I think that science has barely scratched the surface of what we know about metabolism. And, by metabolism, I refer to how our bodies process energy, not the rate at which we burn it.
As I get older - and arguably in better "shape" than I've ever been in my life - I find myself quite sensitive to various foods when it comes to utilizing them for energy. As a youth, I could eat whatever. But, now that I'm older, if I'm not eating leafy greens, vegetables and a lot of different proteins (eggs, cheese, yogurt, milk, poultry, beef, fish, nuts/beans/grains etc) then performance in the gym, on the erg, it all suffers.
It could very well be all in my head, but I am someone who has struggled with controlling my weight ...since I was a baby, really. 35#'s after 1 year old!

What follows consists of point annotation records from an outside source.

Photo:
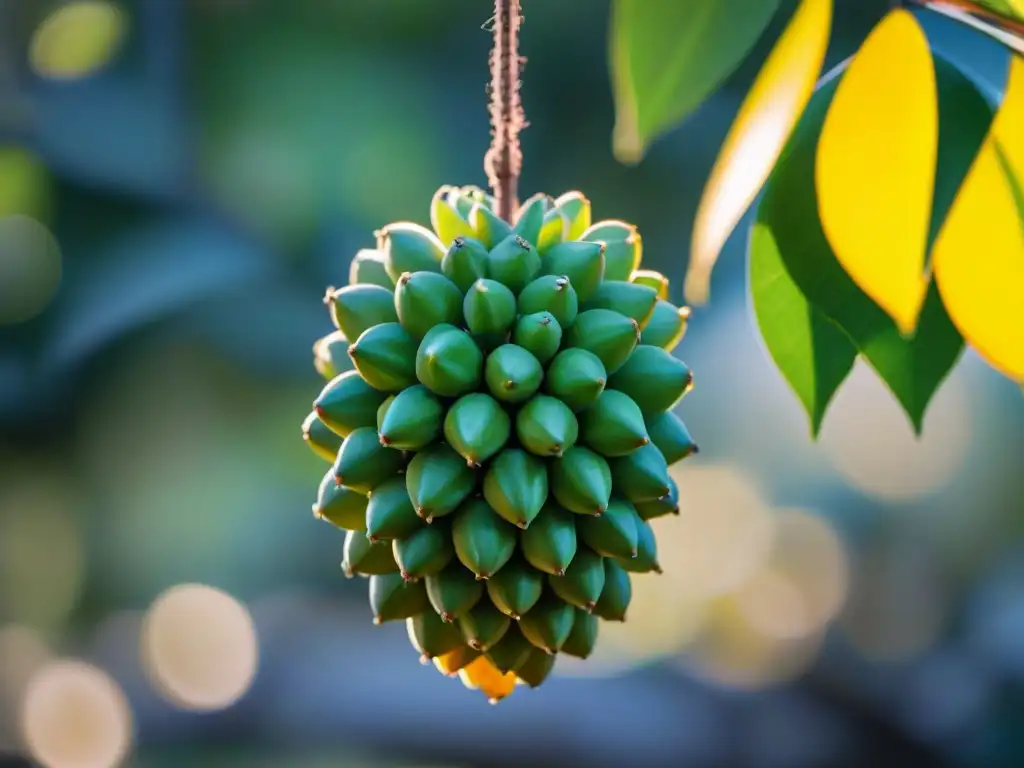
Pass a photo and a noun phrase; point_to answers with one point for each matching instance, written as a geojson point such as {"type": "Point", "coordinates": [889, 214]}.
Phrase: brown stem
{"type": "Point", "coordinates": [504, 160]}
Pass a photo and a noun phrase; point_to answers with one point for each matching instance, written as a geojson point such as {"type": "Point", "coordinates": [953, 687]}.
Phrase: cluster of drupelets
{"type": "Point", "coordinates": [505, 436]}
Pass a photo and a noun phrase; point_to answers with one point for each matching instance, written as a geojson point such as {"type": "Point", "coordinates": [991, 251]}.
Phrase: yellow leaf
{"type": "Point", "coordinates": [978, 258]}
{"type": "Point", "coordinates": [766, 119]}
{"type": "Point", "coordinates": [876, 167]}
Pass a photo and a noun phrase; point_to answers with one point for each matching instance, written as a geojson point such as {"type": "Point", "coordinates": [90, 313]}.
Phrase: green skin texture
{"type": "Point", "coordinates": [506, 430]}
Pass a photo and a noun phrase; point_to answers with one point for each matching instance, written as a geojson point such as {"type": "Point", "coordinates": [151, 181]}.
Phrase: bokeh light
{"type": "Point", "coordinates": [75, 715]}
{"type": "Point", "coordinates": [200, 647]}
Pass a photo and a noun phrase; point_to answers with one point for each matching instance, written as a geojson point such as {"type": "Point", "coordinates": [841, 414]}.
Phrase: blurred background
{"type": "Point", "coordinates": [180, 179]}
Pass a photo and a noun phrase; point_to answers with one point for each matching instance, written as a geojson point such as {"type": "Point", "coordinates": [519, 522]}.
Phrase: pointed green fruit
{"type": "Point", "coordinates": [390, 514]}
{"type": "Point", "coordinates": [633, 300]}
{"type": "Point", "coordinates": [431, 636]}
{"type": "Point", "coordinates": [613, 425]}
{"type": "Point", "coordinates": [652, 377]}
{"type": "Point", "coordinates": [581, 481]}
{"type": "Point", "coordinates": [539, 334]}
{"type": "Point", "coordinates": [516, 485]}
{"type": "Point", "coordinates": [483, 542]}
{"type": "Point", "coordinates": [641, 476]}
{"type": "Point", "coordinates": [438, 480]}
{"type": "Point", "coordinates": [489, 228]}
{"type": "Point", "coordinates": [583, 582]}
{"type": "Point", "coordinates": [392, 598]}
{"type": "Point", "coordinates": [423, 300]}
{"type": "Point", "coordinates": [546, 426]}
{"type": "Point", "coordinates": [612, 534]}
{"type": "Point", "coordinates": [454, 592]}
{"type": "Point", "coordinates": [666, 327]}
{"type": "Point", "coordinates": [550, 542]}
{"type": "Point", "coordinates": [616, 593]}
{"type": "Point", "coordinates": [363, 463]}
{"type": "Point", "coordinates": [513, 262]}
{"type": "Point", "coordinates": [424, 552]}
{"type": "Point", "coordinates": [582, 262]}
{"type": "Point", "coordinates": [671, 436]}
{"type": "Point", "coordinates": [385, 356]}
{"type": "Point", "coordinates": [512, 374]}
{"type": "Point", "coordinates": [465, 262]}
{"type": "Point", "coordinates": [483, 626]}
{"type": "Point", "coordinates": [516, 588]}
{"type": "Point", "coordinates": [449, 363]}
{"type": "Point", "coordinates": [477, 427]}
{"type": "Point", "coordinates": [577, 209]}
{"type": "Point", "coordinates": [551, 293]}
{"type": "Point", "coordinates": [413, 420]}
{"type": "Point", "coordinates": [610, 336]}
{"type": "Point", "coordinates": [577, 377]}
{"type": "Point", "coordinates": [321, 438]}
{"type": "Point", "coordinates": [625, 248]}
{"type": "Point", "coordinates": [409, 248]}
{"type": "Point", "coordinates": [366, 557]}
{"type": "Point", "coordinates": [354, 308]}
{"type": "Point", "coordinates": [340, 506]}
{"type": "Point", "coordinates": [548, 624]}
{"type": "Point", "coordinates": [583, 637]}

I couldn't even sit up-right without assistance. Fortunately, they put me on a diet of sorts, and I stayed at 35# until I was 3 or 4. Still, I remember being 110#'s in 5th grade, and pretty much put on weight regularly until I was 200# in 12th grade, and really packed it on in college and beyond.
It has only been since I started drinking Kombucha that I've been able to lose weight and keep it under control. Now, that could be all in my head, with a series of circumstantial anecdotes, but I do believe that the shift in my diet from any old thing to mostly organic foods, and refusing to take in refined carbs until I met my weight goal, and then only on weekends on a limited basis.

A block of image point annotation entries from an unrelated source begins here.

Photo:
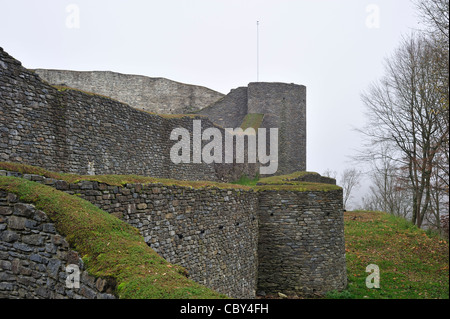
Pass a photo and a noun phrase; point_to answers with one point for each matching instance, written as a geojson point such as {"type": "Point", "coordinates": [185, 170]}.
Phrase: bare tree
{"type": "Point", "coordinates": [389, 191]}
{"type": "Point", "coordinates": [350, 179]}
{"type": "Point", "coordinates": [406, 110]}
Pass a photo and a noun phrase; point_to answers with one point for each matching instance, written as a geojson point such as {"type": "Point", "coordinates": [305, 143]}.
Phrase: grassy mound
{"type": "Point", "coordinates": [115, 180]}
{"type": "Point", "coordinates": [109, 246]}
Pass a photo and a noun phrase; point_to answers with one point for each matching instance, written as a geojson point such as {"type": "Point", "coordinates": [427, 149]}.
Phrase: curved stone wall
{"type": "Point", "coordinates": [301, 242]}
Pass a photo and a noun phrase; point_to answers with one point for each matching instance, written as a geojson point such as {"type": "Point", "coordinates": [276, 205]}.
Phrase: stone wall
{"type": "Point", "coordinates": [284, 107]}
{"type": "Point", "coordinates": [34, 257]}
{"type": "Point", "coordinates": [229, 111]}
{"type": "Point", "coordinates": [156, 95]}
{"type": "Point", "coordinates": [212, 232]}
{"type": "Point", "coordinates": [301, 242]}
{"type": "Point", "coordinates": [234, 241]}
{"type": "Point", "coordinates": [71, 131]}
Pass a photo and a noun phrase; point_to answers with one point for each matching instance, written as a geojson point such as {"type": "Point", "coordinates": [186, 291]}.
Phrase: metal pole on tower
{"type": "Point", "coordinates": [257, 51]}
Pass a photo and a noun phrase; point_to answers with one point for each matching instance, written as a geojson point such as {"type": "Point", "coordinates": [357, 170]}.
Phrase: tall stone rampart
{"type": "Point", "coordinates": [75, 132]}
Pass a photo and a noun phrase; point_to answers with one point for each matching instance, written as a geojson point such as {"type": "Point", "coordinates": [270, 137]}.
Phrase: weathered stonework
{"type": "Point", "coordinates": [156, 95]}
{"type": "Point", "coordinates": [74, 132]}
{"type": "Point", "coordinates": [301, 242]}
{"type": "Point", "coordinates": [34, 257]}
{"type": "Point", "coordinates": [234, 241]}
{"type": "Point", "coordinates": [283, 106]}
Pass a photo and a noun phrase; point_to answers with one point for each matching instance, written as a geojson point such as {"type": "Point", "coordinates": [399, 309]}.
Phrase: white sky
{"type": "Point", "coordinates": [323, 44]}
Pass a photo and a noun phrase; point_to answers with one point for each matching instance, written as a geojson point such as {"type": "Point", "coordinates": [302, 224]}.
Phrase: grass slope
{"type": "Point", "coordinates": [109, 247]}
{"type": "Point", "coordinates": [412, 264]}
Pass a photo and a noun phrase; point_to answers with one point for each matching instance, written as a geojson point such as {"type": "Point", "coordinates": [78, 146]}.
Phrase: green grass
{"type": "Point", "coordinates": [247, 181]}
{"type": "Point", "coordinates": [109, 247]}
{"type": "Point", "coordinates": [287, 183]}
{"type": "Point", "coordinates": [412, 264]}
{"type": "Point", "coordinates": [253, 120]}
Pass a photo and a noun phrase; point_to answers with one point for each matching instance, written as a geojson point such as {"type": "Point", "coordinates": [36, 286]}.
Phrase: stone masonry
{"type": "Point", "coordinates": [156, 95]}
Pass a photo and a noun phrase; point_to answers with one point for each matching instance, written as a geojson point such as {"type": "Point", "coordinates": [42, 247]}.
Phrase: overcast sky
{"type": "Point", "coordinates": [333, 47]}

I could literally write pages of various conclusions of various studies I've read regarding the evils of Sucralose and other artificial sweeteners and their impact on insulin and the microbiome. But, it's a deep internet rabbit hole, and there are smarter people than me to break it down in a more clear fashion than I can.

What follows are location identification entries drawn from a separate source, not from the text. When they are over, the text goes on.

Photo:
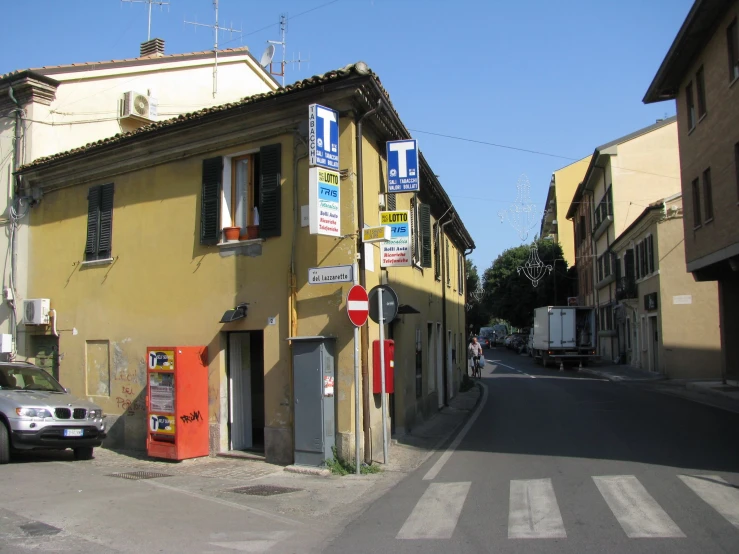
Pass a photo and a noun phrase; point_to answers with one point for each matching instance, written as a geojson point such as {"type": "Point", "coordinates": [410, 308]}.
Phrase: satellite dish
{"type": "Point", "coordinates": [269, 53]}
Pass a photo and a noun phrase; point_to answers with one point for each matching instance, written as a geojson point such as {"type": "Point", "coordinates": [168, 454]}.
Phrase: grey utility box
{"type": "Point", "coordinates": [313, 399]}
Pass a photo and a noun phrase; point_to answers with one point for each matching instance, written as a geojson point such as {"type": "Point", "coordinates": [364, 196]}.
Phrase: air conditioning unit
{"type": "Point", "coordinates": [36, 311]}
{"type": "Point", "coordinates": [138, 106]}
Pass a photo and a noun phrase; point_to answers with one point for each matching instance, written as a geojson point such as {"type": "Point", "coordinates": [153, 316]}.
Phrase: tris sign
{"type": "Point", "coordinates": [402, 166]}
{"type": "Point", "coordinates": [324, 202]}
{"type": "Point", "coordinates": [323, 126]}
{"type": "Point", "coordinates": [396, 251]}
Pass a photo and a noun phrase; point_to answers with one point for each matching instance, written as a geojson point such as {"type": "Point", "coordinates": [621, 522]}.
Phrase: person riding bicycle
{"type": "Point", "coordinates": [475, 351]}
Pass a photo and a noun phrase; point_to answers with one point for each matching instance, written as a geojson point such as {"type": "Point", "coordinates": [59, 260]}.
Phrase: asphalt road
{"type": "Point", "coordinates": [563, 462]}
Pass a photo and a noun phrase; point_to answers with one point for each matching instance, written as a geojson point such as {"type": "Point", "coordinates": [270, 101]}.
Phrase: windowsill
{"type": "Point", "coordinates": [237, 243]}
{"type": "Point", "coordinates": [92, 263]}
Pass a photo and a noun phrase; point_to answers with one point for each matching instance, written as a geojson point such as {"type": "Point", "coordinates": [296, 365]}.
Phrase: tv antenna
{"type": "Point", "coordinates": [270, 51]}
{"type": "Point", "coordinates": [159, 3]}
{"type": "Point", "coordinates": [216, 28]}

To speak about somebody elses ability to take in various fats ...I can't say. I do think our genetic predispositions have a lot to do with how our bodies handle those foods. I could of course, be wrong. I would just introduce them one at a time, in moderate amounts and assess your performance, and how you feel one hour after consumption, and the next day's energy level and resting heart rate, to see if it spikes. Although I'm not allergic to peanuts, when I have peanut butter, my resting heart rate spikes that night by about 5-7 bpm, and my HRV takes a nose dive. It could certainly be something else - but that's the only thing I think it can be. So, if I have something important to do, I avoid it the previous day. Which is a shame, because I rather like it!